Le 21 juil. 06 à 18:23, Manoj Srivastava a écrit :

        While it is true any file can be changed to change behaviour
 for TeX (like things can be changed in /usr/include/foo.h to change
 behaviour of a -dev package), any file with a name *.cnf is meant to
 be a configuration file, and must, in order to meet policy
 requirements, live under /etc. This is no different from
 kernel-package having it's configuration file live in
 /etc/kernel-pkg.conf, even though editing _any_ file in
 /usr/share/kernel-package would change the behaviour of the program.
 By your argument, any interpreted language package is exempt from the
 "configuration in /etc rule", since one may edit the script directly
 in /usr/bin anyway.  I do not think it holds.

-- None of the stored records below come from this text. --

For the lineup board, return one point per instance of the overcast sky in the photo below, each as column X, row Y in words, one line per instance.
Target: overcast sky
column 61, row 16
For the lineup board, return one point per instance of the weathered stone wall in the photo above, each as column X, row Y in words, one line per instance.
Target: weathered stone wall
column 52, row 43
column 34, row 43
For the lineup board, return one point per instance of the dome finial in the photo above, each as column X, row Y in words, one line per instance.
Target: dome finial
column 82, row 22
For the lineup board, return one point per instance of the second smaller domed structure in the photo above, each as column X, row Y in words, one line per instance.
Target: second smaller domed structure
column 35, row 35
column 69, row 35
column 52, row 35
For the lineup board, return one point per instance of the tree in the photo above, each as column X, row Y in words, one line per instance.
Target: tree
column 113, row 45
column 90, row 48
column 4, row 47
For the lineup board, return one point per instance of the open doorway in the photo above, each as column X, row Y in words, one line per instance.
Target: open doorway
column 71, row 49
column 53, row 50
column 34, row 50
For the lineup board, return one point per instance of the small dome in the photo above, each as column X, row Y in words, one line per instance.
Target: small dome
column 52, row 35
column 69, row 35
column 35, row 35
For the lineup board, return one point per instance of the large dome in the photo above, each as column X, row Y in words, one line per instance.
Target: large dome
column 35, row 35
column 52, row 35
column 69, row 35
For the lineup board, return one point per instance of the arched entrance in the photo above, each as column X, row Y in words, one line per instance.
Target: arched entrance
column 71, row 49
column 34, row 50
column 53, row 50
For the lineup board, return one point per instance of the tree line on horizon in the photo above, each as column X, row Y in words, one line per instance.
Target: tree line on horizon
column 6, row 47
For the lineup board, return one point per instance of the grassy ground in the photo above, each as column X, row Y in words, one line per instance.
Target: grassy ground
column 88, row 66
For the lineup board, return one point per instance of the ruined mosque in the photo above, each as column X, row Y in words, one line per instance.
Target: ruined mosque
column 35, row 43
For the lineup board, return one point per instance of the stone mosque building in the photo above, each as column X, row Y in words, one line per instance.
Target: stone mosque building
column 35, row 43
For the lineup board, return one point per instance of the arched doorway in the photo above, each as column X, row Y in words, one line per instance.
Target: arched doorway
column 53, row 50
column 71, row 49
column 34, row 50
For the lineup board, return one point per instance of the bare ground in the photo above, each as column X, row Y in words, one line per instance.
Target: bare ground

The way I see it, the /usr/share/texmf/mktex.cnf is a "default value file", used in the setup of the whole texmf hierarchy; the configuration is /etc/texmf/mktex.cnf, which, per web2c magic, overrides the default values, _if it does exist_. Good default values can be set by copying /usr/share/texmf/mktex.cnf, and return to default values can be done through the removal of /etc/texmf/mktex.cnf.

If anything setting default values must be moved under /etc, then most shell scripts should be moved to /etc. What of, let's say, uw- imapd (a well known package), that accepts a /etc/c-client.cf file that does configuration, empty by default (and needing the sentence "I accept the risk" as the first line to work). Should this file exist on all debian systems for the sake of being configuration files?

I think the web2c mechanism is really good, and is the way preferences should be set (source/distribution defaults in /usr, system defaults in /etc, user defaults in ~/texmf or by environment variables).